Lo scorso febbraio un ragazzo americano di 14 anni si è suicidato dopo aver stretto un rapporto intimo con un chatbot, ovvero un’intelligenza artificiale in grado di chattare come se fosse un essere umano. Il chatbot si chiamava Daenerys Targaryen ed era modellato a partire dall’omonimo personaggio del Trono di Spade.
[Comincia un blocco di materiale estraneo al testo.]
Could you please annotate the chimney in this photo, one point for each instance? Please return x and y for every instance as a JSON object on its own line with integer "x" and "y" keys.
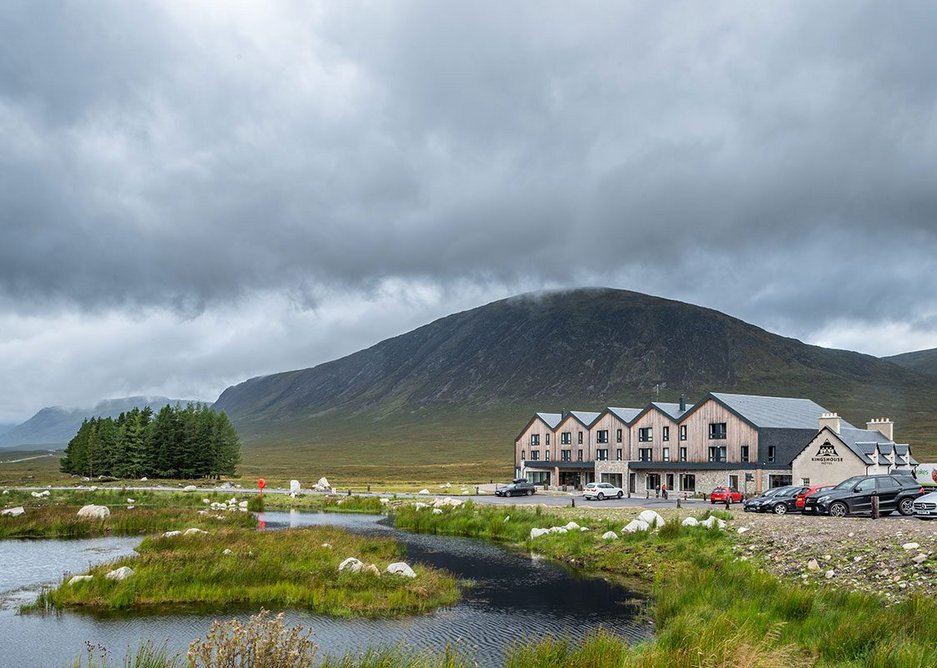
{"x": 830, "y": 420}
{"x": 883, "y": 425}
Dopo il tragico epilogo, la madre di Sewell Setzer, Megan Garcia, ha intentato una causa contro Character.AI, la startup proprietaria del chatbot coinvolto, sostenendo che l’azienda e i suoi fondatori, Noam Shazeer e Daniel De Freitas, siano in parte responsabili del suicidio di suo figlio. Nella causa, presentata al tribunale federale di Orlando, sono state sollevate accuse anche contro Google, sostenendo che la piattaforma abbia esposto il ragazzo a esperienze virtuali iper-realistiche e potenzialmente dannose.

Le accuse di Megan Garcia

Secondo la madre del ragazzo, tutto ha avuto inizio un anno prima della tragedia, quando Sewell ha cominciato a utilizzare Character.AI per interagire con chatbot modellati su personaggi della famosa serie tv Game of Thrones, come Daenerys Targaryen.
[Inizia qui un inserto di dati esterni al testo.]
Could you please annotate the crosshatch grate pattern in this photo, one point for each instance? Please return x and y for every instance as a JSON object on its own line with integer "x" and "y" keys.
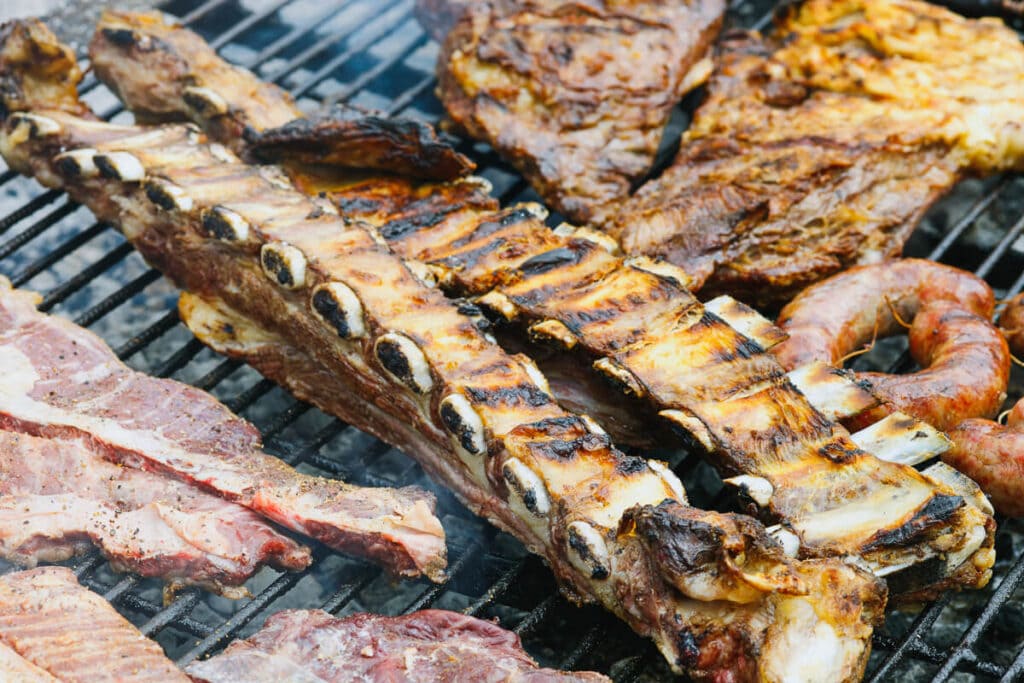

Ciò che inizialmente sembrava un semplice passatempo si è trasformato, nel tempo, in una dipendenza dalle conversazione con bot capaci di comportarsi come persone reali. La dipendenza, sempre secondo quanto riportato nella causa, sarebbe cresciuta fino al punto di convincere il giovane “a non voler più vivere al di fuori del mondo virtuale” che si era costruito. A peggiorare la situazione, sembra che Sewell abbia condiviso pensieri suicidi con il chatbot, che, secondo l’accusa, avrebbe a sua volta amplificato tali pensieri nelle conversazione avute con il ragazzo.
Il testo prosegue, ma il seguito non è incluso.